Firm Looks to Build an Aquaponics Culture in the Desert Through STEM Education
December 19, 2013 | Trish Popovitch
Beginning an aquaponics education and consulting business in the arid climate that is Arizona is not for everyone. It requires experience in engineering, science, botany and business, not to mention decades of research into aquaculture.
Fortunately, George B. Brooks, Jr., Ph.D. and James T. Hicks, founders of RighTrac Inc., a Phoenix based aquaponic-consulting firm offering a comprehensive sustainability curriculum for all educational levels, have that experience.
RighTrac Inc. offers educational, nonprofit and civic organizations the information necessary to educate people on the future of America’s water use, sustainable farming and food equality through the teaching of aquaculture. RighTrac Inc. is a for-profit company that charges a fee for its services, and is currently involved in a number of aquaponics-based projects around the Phoenix region and in developing curriculum for schools.
Dr. George B. Brooks began his career working as an intern for USDA Water Conservation Laboratory studying aquaculture in 1977. He studied fishery science, aquaculture and environmental science in college and is a well-known public speaker and lecturer in the field of aquaponics.
In the early 2000s, Brooks was instrumental in developing a STEM (Science Technology Engineering and Mathematics) curriculum for use in an Indian youth rehabilitation project called the O’odham Oidak (translated as the people’s fields), a fish and shrimp farm in Arizona’s Gila River Indian Community.
Hicks is an established civic leader, entrepreneur and business man in Arizona. A retired Honeywell engineer, he provides the business and engineering experience that complements Brooks’ knowledge of sustainability and science.
Together, the pair hopes to move urban Arizona towards a more sustainable, energy efficient food production future through the growth of aquaponics. At the same time, they see aquaponics as a tool for STEM education and as way to lift families out of poverty.
“The best way of looking at it was not how to be sustainable, but what problems we can solve through sustainability,” says Brooks. “How can we use these great tools that we have to solve contemporary problems?”
Brooks and Hicks’ current focus is teaching their aquaponics and aquaculture-based curriculum to students.

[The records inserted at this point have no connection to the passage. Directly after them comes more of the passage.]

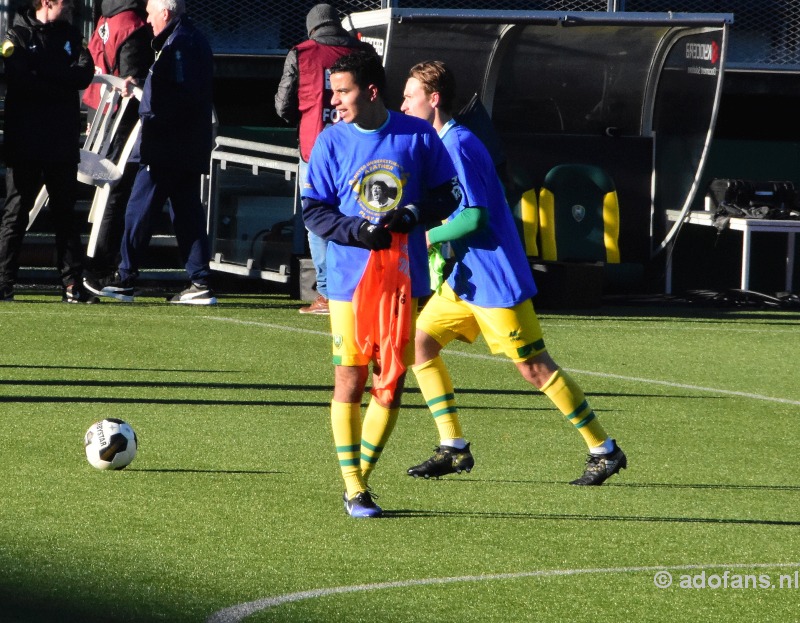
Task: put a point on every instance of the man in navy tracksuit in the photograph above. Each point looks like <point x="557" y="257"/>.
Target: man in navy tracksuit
<point x="173" y="152"/>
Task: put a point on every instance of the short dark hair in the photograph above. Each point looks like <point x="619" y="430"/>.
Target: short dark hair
<point x="436" y="77"/>
<point x="366" y="68"/>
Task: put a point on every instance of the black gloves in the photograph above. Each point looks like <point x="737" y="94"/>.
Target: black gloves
<point x="374" y="237"/>
<point x="401" y="220"/>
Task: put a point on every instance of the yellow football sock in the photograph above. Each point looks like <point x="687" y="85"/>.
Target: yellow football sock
<point x="437" y="390"/>
<point x="346" y="424"/>
<point x="568" y="397"/>
<point x="378" y="425"/>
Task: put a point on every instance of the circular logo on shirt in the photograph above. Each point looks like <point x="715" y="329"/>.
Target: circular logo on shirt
<point x="380" y="191"/>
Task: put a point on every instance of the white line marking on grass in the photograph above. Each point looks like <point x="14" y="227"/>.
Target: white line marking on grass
<point x="498" y="358"/>
<point x="267" y="325"/>
<point x="237" y="613"/>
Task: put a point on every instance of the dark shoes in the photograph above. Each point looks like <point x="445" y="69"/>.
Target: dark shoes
<point x="445" y="460"/>
<point x="600" y="467"/>
<point x="114" y="287"/>
<point x="6" y="293"/>
<point x="361" y="505"/>
<point x="318" y="306"/>
<point x="76" y="293"/>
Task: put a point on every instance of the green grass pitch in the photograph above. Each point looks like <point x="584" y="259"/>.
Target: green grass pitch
<point x="232" y="509"/>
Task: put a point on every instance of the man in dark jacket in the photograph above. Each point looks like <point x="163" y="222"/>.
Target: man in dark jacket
<point x="120" y="46"/>
<point x="45" y="72"/>
<point x="173" y="151"/>
<point x="304" y="99"/>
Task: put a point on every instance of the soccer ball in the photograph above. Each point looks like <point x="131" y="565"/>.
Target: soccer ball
<point x="110" y="444"/>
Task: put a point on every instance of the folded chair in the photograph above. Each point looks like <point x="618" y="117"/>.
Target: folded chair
<point x="96" y="168"/>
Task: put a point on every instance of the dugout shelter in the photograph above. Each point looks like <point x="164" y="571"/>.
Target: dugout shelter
<point x="634" y="93"/>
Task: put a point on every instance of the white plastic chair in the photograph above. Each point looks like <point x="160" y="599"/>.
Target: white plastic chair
<point x="95" y="169"/>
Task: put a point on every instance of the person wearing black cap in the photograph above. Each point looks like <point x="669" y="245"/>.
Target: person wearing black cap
<point x="304" y="99"/>
<point x="45" y="73"/>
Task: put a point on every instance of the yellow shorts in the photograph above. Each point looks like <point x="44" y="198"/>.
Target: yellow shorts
<point x="514" y="331"/>
<point x="343" y="324"/>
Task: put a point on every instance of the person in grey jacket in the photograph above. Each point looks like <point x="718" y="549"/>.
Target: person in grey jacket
<point x="304" y="99"/>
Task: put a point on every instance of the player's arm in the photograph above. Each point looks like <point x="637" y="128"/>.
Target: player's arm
<point x="328" y="222"/>
<point x="466" y="222"/>
<point x="437" y="205"/>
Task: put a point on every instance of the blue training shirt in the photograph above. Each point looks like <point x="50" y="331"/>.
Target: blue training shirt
<point x="364" y="174"/>
<point x="491" y="267"/>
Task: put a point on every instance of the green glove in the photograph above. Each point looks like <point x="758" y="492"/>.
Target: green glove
<point x="436" y="266"/>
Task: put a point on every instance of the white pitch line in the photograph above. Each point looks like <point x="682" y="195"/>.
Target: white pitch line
<point x="235" y="614"/>
<point x="497" y="358"/>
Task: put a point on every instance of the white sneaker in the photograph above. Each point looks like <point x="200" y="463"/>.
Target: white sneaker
<point x="195" y="294"/>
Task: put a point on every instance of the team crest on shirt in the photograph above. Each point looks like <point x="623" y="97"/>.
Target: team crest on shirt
<point x="379" y="187"/>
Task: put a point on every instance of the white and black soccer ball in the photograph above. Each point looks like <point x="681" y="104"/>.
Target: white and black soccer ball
<point x="110" y="444"/>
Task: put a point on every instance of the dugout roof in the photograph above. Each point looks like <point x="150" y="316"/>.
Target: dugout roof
<point x="636" y="93"/>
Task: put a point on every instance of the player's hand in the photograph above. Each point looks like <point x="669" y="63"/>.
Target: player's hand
<point x="401" y="220"/>
<point x="374" y="237"/>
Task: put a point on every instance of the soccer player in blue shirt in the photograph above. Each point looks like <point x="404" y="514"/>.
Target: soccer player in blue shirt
<point x="368" y="145"/>
<point x="489" y="291"/>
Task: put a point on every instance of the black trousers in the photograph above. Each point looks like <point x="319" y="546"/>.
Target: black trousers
<point x="23" y="183"/>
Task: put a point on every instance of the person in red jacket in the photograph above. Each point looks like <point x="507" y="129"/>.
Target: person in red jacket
<point x="120" y="46"/>
<point x="304" y="99"/>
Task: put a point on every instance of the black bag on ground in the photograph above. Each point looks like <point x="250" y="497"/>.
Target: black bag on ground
<point x="747" y="199"/>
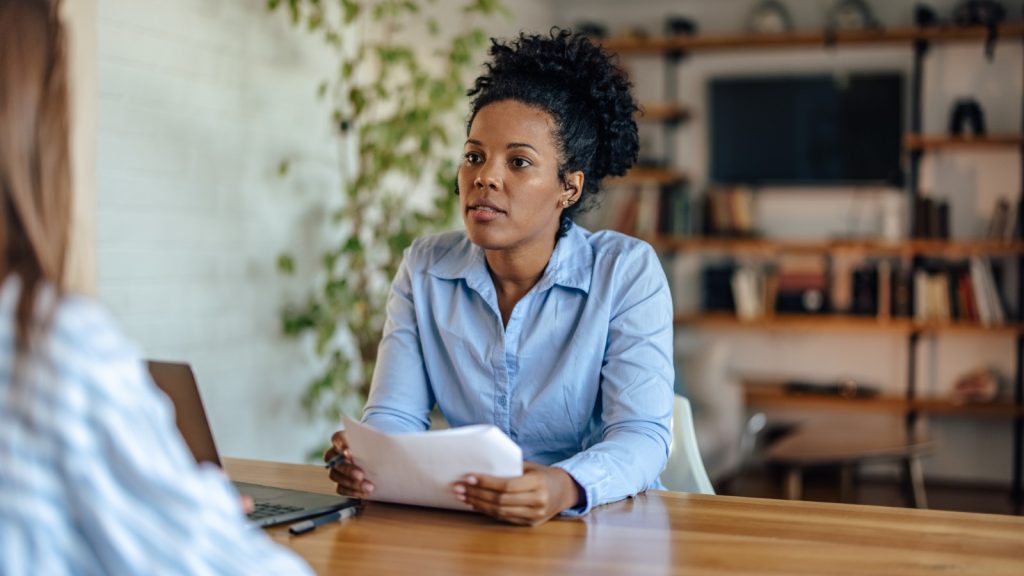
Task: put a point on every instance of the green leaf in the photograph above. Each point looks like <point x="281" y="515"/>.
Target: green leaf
<point x="286" y="263"/>
<point x="352" y="245"/>
<point x="351" y="10"/>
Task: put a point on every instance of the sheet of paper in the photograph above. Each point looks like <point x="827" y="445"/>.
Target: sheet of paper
<point x="419" y="468"/>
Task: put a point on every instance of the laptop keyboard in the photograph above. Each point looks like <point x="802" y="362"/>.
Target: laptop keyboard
<point x="265" y="509"/>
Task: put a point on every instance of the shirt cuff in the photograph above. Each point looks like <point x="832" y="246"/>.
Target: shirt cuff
<point x="590" y="476"/>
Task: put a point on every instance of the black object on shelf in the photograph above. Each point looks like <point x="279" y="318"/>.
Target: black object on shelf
<point x="680" y="26"/>
<point x="967" y="111"/>
<point x="716" y="288"/>
<point x="925" y="16"/>
<point x="846" y="387"/>
<point x="592" y="29"/>
<point x="982" y="12"/>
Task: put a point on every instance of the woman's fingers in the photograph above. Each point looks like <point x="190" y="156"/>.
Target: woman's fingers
<point x="350" y="479"/>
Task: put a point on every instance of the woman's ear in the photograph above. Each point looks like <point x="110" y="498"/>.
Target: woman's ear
<point x="573" y="188"/>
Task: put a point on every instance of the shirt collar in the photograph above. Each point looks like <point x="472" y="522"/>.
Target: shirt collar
<point x="570" y="264"/>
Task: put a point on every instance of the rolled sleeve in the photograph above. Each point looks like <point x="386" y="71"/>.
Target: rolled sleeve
<point x="400" y="399"/>
<point x="636" y="392"/>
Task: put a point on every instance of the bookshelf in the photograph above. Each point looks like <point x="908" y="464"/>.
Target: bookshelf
<point x="659" y="176"/>
<point x="942" y="141"/>
<point x="771" y="394"/>
<point x="838" y="322"/>
<point x="768" y="247"/>
<point x="666" y="45"/>
<point x="663" y="112"/>
<point x="913" y="253"/>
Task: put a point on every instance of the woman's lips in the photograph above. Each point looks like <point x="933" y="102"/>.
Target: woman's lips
<point x="484" y="212"/>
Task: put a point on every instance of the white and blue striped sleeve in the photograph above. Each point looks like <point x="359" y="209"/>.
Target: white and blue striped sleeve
<point x="138" y="497"/>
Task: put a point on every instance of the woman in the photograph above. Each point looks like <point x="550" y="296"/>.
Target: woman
<point x="94" y="478"/>
<point x="560" y="337"/>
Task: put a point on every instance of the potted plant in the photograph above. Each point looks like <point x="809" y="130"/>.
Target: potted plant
<point x="397" y="99"/>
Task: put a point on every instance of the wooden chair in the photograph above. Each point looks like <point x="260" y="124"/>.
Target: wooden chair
<point x="848" y="448"/>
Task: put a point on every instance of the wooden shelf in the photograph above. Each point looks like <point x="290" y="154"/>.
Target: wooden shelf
<point x="663" y="112"/>
<point x="942" y="141"/>
<point x="837" y="323"/>
<point x="771" y="395"/>
<point x="940" y="248"/>
<point x="664" y="44"/>
<point x="660" y="176"/>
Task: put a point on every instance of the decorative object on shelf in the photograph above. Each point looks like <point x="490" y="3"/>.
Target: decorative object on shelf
<point x="981" y="12"/>
<point x="1004" y="224"/>
<point x="592" y="29"/>
<point x="979" y="385"/>
<point x="891" y="217"/>
<point x="730" y="211"/>
<point x="680" y="26"/>
<point x="850" y="15"/>
<point x="925" y="15"/>
<point x="967" y="111"/>
<point x="844" y="387"/>
<point x="637" y="32"/>
<point x="769" y="16"/>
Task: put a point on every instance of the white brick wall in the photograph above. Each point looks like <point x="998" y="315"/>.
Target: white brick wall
<point x="199" y="99"/>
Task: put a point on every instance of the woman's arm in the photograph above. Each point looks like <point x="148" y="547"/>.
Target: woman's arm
<point x="400" y="399"/>
<point x="636" y="388"/>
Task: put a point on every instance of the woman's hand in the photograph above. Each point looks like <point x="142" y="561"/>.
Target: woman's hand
<point x="529" y="499"/>
<point x="350" y="479"/>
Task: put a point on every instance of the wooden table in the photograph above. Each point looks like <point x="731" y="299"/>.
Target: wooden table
<point x="655" y="533"/>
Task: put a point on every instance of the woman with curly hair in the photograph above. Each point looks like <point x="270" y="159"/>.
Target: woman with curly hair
<point x="94" y="477"/>
<point x="559" y="336"/>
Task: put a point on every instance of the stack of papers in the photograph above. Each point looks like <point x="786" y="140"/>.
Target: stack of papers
<point x="420" y="468"/>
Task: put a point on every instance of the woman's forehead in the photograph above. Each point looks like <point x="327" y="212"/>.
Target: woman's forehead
<point x="508" y="122"/>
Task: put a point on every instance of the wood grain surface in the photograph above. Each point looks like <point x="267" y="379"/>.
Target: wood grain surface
<point x="654" y="533"/>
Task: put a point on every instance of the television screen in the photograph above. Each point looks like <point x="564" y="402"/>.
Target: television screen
<point x="807" y="129"/>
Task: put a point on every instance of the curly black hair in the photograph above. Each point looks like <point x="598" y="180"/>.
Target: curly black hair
<point x="584" y="90"/>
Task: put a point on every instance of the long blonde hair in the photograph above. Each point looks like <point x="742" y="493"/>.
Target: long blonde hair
<point x="35" y="169"/>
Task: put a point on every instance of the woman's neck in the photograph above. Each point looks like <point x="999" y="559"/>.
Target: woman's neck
<point x="514" y="274"/>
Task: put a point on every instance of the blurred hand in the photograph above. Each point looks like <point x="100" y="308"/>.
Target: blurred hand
<point x="530" y="499"/>
<point x="350" y="479"/>
<point x="247" y="503"/>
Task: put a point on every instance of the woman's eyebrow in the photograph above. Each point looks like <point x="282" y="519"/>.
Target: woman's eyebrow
<point x="510" y="146"/>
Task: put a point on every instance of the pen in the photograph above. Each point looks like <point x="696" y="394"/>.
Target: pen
<point x="309" y="525"/>
<point x="338" y="458"/>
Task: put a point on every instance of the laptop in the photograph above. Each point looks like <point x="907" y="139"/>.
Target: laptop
<point x="273" y="505"/>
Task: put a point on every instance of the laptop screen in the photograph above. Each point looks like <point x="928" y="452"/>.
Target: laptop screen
<point x="178" y="382"/>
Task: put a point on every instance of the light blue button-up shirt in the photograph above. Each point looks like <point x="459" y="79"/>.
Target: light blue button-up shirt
<point x="581" y="377"/>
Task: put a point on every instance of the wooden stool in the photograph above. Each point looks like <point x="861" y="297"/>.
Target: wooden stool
<point x="814" y="446"/>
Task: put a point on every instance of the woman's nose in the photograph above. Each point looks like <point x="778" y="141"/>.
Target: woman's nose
<point x="487" y="177"/>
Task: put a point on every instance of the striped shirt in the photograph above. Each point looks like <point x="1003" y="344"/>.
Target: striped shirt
<point x="94" y="477"/>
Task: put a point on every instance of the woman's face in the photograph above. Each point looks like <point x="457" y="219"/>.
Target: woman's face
<point x="509" y="190"/>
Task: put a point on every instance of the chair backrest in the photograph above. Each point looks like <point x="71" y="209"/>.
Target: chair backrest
<point x="685" y="470"/>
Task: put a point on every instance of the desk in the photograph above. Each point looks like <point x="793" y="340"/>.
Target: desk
<point x="655" y="533"/>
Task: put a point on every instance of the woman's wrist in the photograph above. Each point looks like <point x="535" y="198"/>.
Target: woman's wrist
<point x="572" y="494"/>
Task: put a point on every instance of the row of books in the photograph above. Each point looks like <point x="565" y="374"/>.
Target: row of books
<point x="939" y="291"/>
<point x="642" y="210"/>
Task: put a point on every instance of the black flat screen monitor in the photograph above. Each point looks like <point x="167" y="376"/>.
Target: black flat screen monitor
<point x="820" y="129"/>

“We partnered with a middle school where we do field aquaculture and in-class aquaponics as a way of teaching children science, technology, engineering, and math,” says Brooks. “It’s amazing how much science you can learn from growing a tomato or growing a tilapia.”
One group of students that implemented Brooks’ aquaponics teaching system won the local and state science fairs, then ranked fourth at an international science fair, ultimately earning scholarships for college.
Brooks has examined the City of Phoenix’s sustainability capabilities and believes that aquaponics presents an opportunity for this desert urban heat island to cool down and become a leader in sustainable farming.
“We see that urban agriculture is part of the opportunity to reverse the heat island effect,” explains Brooks. “When you add more green space, things cool down. We are hoping that aquaponics will be part of that fix.”
RighTrac Inc.’s research has shown over 76 species or varieties of food can be produced in Phoenix using aquaponics.
Not only do RighTrac Inc.’s founders see their work as raising farmers and educating students, but they also hope to aid in revitalizing the neighborhoods of urban food deserts by teaching the local population how to grow their own food through aquaponics.
“It’s not a panacea, but it can be part of that fix as far as individual families using this methodology that we’re working on to improve the amount of food they produce at a lower cost that it would take to go buy it at the store,” says Brooks. “We can help them to reduce the cost of living and improve their quality of life.”